Working with Other Adults in Your Classroom

Phil Beadle explains the roles of other adults that will work with you in your classroom from time to time
There will be a variety of different people who will sit in your classroom from time to time. Broadly, they will be there to provide you with support with kids who have specific difficulties accessing education, either because they have English as a second language, special educational needs or they are presenting behavioural issues. The people in your class will either be specialist teachers or teaching assistants, and their roles will roughly break down into the following:
EAL support teacher – to provide specialist support to children at an early stage of learning the English language.

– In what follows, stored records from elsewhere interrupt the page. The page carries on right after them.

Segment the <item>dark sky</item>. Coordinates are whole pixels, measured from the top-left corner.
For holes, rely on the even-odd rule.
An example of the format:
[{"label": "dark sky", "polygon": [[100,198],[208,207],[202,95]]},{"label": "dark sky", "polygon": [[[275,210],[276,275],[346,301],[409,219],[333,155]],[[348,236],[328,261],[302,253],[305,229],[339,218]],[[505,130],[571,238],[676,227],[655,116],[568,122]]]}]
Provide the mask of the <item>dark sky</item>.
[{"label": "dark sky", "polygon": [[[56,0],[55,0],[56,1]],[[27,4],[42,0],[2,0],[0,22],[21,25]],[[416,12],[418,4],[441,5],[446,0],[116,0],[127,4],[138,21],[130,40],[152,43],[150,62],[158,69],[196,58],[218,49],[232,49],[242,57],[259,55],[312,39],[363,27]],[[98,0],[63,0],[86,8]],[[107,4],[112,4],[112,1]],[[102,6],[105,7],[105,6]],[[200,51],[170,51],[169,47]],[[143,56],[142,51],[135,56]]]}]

Behaviour support teacher – to provide specialist support to children who exhibit behavioural issues.
Learning support teacher – to help kids who have specific difficulties in learning to access the curriculum.

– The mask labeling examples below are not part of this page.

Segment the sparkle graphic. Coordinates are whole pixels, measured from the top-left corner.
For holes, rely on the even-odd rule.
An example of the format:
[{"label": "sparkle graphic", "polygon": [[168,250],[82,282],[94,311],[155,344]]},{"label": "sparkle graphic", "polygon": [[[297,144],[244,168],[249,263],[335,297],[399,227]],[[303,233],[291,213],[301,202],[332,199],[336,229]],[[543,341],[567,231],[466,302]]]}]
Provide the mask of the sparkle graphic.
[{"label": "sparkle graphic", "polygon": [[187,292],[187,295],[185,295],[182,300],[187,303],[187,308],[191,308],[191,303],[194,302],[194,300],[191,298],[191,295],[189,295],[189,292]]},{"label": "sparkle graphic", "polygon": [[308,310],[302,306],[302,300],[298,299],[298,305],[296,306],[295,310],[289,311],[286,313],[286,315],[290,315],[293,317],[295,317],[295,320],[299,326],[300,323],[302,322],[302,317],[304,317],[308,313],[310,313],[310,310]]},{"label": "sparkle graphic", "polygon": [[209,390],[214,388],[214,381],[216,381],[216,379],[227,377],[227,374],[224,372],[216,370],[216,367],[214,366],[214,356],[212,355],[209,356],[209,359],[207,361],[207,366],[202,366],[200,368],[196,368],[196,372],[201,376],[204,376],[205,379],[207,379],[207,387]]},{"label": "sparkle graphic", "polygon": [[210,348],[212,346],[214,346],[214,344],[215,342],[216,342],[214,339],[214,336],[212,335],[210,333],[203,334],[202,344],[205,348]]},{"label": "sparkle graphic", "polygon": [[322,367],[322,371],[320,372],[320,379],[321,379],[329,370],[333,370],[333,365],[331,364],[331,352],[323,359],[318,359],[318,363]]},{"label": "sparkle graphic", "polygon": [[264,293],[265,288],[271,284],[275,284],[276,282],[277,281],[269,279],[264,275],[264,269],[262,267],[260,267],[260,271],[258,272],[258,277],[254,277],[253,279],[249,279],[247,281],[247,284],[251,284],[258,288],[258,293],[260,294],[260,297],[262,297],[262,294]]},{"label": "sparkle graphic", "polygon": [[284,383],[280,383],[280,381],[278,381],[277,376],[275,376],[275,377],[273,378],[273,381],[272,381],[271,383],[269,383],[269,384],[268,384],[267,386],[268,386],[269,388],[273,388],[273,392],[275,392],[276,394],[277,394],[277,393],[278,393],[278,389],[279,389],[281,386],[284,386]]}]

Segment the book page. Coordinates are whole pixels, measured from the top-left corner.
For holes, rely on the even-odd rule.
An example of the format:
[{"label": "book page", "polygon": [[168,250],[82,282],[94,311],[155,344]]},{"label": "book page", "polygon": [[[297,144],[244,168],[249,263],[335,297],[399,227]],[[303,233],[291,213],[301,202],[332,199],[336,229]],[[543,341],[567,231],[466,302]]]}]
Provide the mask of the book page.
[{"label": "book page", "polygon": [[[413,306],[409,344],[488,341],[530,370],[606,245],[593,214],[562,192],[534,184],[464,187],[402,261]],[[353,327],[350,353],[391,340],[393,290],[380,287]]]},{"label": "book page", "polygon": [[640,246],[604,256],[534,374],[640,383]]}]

Learning support/teaching assistant – either attached specifically to a child or to the class in general. There are also higher level teaching assistants, who are like the bosses of the normal teaching assistants (kind of).

Your teaching assistant is your best friend

All these people are potentially invaluable to you in your first year, and you must make it a matter of policy to make friends with the teaching assistants especially.
The first and most obvious reason that you should do this is that, despite their lack of professional status and in spite of the degrading, sweat shop salaries they command, every one of them is more experienced in a classroom than you are.
The older teaching assistants, those who have been at the school for years, will have seen it all – from breakfast all the way through to Christmas. They will be able to smell how good/bad/nervous you are, and if you are totally emotionally honest with them, they will help you.
But you must treat them with respect, perhaps even, at an early stage of your career, with deference; you are being paid graduate wages to do roughly the same hours they are working for a pittance. Ergo, they are more passionate about the kids’ education than you are. Most of them have taken the job because they have had children at the school, they will know most of the kids at the school and, as such, they will have mature, to the point of fruity, opinions as to how to deal with them.
Whilst they may indulge in the odd, quiet snicker to themselves whilst you are drowning (though I have always found teaching assistants to be the model of professional discretion), if you do find yourself in this position, then the teaching assistant is your lifebelt. Speak honestly with them about the difficulties you are having, ask politely for help and they will work with you, in the trenches, covering your back as you go over the top. Treat them as if you are in any way better than them (you are not – they have probably seen and dealt with things you couldn’t imagine) and your best friend and chief support will down tools.
One problem is that you and your teaching assistant never get any time together whatsoever to plan what you are going to do. Theoretically, you are supposed to do this, but there is no time allocated for you to do so. The best you will be able to manage is a quick two minutes in the staffroom before the staff briefing. If you do get such an opportunity, however small it is, take it. Your teaching assistant is the only other professional in the room on a regular basis. They will have the same degree of emotional engagement with your classes as you and if you want to discuss strategies, share how much you adore a pupil or just want to scream at how unjust it all is, your teaching assistant will listen.